Plusieurs gens se rassemblent sur l’espace d’la Republique a Paris, le 18 octobre 2020, en hommage au professeur d’histoire Samuel Paty, deux jours apres sa mort. © AFP
Lorsque le ministere de l’Education annonce qu’une minute de silence aura lieu a J’ai rentree, y compris en ecoles primaires, votre maman de famille crois immediatement a ses deux gamin de 7 et 8 ans qu’elle souhaite preserver. “Un prof d’histoire geo – comme leur maman – fut assassine dans des conditions atroces”, rappelle-t-elle. “La violence de ce qui s’est passe m’a profondement choquee. On entendait ca en Irak ou en Syrie, mais nullement en France. Couper la tete de quelqu’un avec un couteau de boucher, c’est horrible.” Florence, qui coupe radio et television comme a son habitude quand ses fils seront presents, prefere leur expliquer et cela s’est passe avec ses propres mots, “plutot qu’ils debarquent dans la cour a la rentree et que ca leur tombe dessus”. “J’ai aussi ecrit a leurs enseignantes pour les prevenir et elles ont ete exceptionnelles. Je me souviens que l’institutrice de CP de mon gamin m’a appelee tout de suite pendant les vacances Afin de me rassurer via telephone”.

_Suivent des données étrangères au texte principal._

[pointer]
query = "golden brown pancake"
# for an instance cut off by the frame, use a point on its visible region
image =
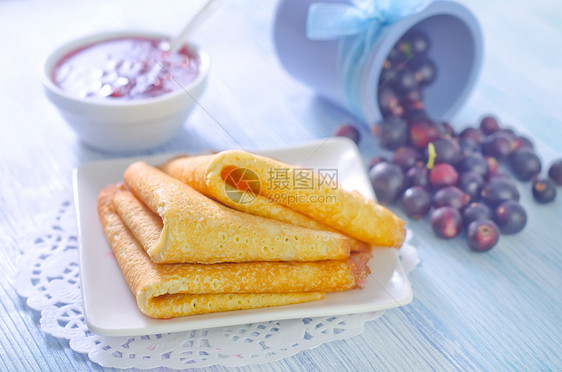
(170, 290)
(350, 213)
(196, 229)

Puis la rentree arrive avec son lot d’incertitudes liees au contexte sanitaire de l’epoque. En octobre 2020, la France vit un pic de deces lies a la pandemie de Covid-19, et le protocole sanitaire au sein des agences scolaires ne permettra jamais d’envisager de reunir l’ensemble des eleves pour un moment de recueillement. Au lycee de Florence, la direction demande a chaque professeur d’organiser une minute de silence dans sa salle de classe a 11 heures. “On est nombreux a avoir craque devant les eleves. Moi je n’ai gui?re reussi a lire la lettre de Jean Jaures a toutes les instituteurs en entier. Je me suis mise a pleurer. Un de mes eleves de terminale s’est leve. Cela a lu le propos a la place jusqu’a Notre fin, sans que je ne reclame rien”.

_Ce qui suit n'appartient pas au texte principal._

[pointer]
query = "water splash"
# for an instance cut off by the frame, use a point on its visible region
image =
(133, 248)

A votre moment-la, l’enseignante se sent incapable d’en faire plus, ni d’y consacrer votre cours d’une heure. “J’etais encore trop dans l’emotion et je n’arrivais jamais a prendre d’une distance. On a envoye devant des eleves un groupe d’adultes completement traumatises par cela c’etait passe, sans meme se penser qu’il fallait d’abord s’occuper d’eux, avant de s’occuper des eleves.” Decue, Florence attendait de sa hierarchie l’organisation d’une heure banalisee, durant laquelle des professeurs auraient pu ne serait-ce qu’echanger entre eux, pour “digerer la nouvelle”. “J’ai eu le sentiment que les gens ne prenaient pas la mesure des choses”, repete-t-elle.

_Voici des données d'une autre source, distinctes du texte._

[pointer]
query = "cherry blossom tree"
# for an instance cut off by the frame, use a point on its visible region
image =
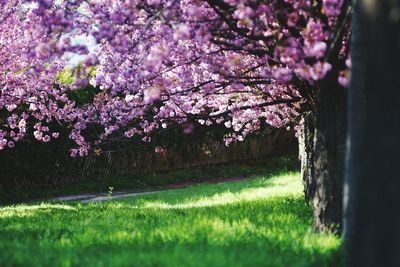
(237, 63)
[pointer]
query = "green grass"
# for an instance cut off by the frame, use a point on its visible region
(262, 221)
(149, 181)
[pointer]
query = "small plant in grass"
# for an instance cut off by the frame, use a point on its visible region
(110, 190)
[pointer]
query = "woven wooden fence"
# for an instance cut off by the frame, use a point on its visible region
(43, 165)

J’ai professeure d’histoire geographie a deja montre des caricatures de Charlie Hebdo a ses eleves, “au moment des attentats de Charlie [en janvier 2015], car on avait reclame aux profs de ma discipline d’expliquer des evenements a toutes les eleves. Et tout s’est beaucoup passe”, raconte-t-elle sans regrets. “Des caricatures, on en utilise bien moyen en histoire geographie. Le document n’est nullement juste une image qu’on colle Afin de valider votre propos. C’est un objet d’etude qu’on apprend a decortiquer, a comprendre et a critiquer. Quand on se censure c’est fini, ce n’est plus la peine d’etre professeur”.
Encore aujourd’hui, tuto hookupdate l’enseignante se devoile “marquee” et regrette que le ministere de l’Education ait annonce des hommages en classe a Samuel Paty “a Notre derniere minute”, “sans preparation”, car pour elle “bien commemorer reste essentiel”. “Emotionnellement, ca n’est nullement digere i mon sens et la facon dont les choses se reproduisent a nouveau me pose des questions sur l’institution pour laquelle je travaille”, conclut-elle.